Viktor Orbán labeled “incomprehensible” the passages of Juncker’s letter that would link the issue of immigration and cohesion funds. “Such a relationship does not exist, and this is not permitted by current European law.
“In the Hungarian Government’s view, most of the resources of the cohesion funds ended up with the companies of the paying countries. Thus, the economies of the large EU Member States have profited a lot from the spending of cohesion funds. Also from the opening up of the markets in the new Member States,” the prime minister said. ”I am surprised and uncomprehending that you and the European Commission are not willing to give money for the fence. I am convinced that whoever does not support the fence does not know or want to defend the citizens of the European Union. In the case of massive attempts to illegally cross borders, it is impossible to defend them without physical obstacles. If instead of defending the borders, the European Commission is only willing to finance measures and institutions for the reception and distribution of migrants, instead of halting migration, we would only provide new incentives for hundreds of thousands of migrants, who would change their course for Europe. [translator’s emphasis]

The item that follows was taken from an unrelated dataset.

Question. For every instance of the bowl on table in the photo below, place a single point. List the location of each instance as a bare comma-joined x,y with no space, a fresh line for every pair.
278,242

“That is why I would like to repeat the Hungarian Government’s request for the European Union to pay half of the cost of building the fence, which is 270 billion forints over the last two years, and up until now paid entirely by Hungarian taxpayers; yet the fence and Hungarian border guards are protecting not only Hungarian citizens, but also Austrian, German and other EU citizens,” concludes Viktor Orbán’s letter to Jean-Claude Juncker.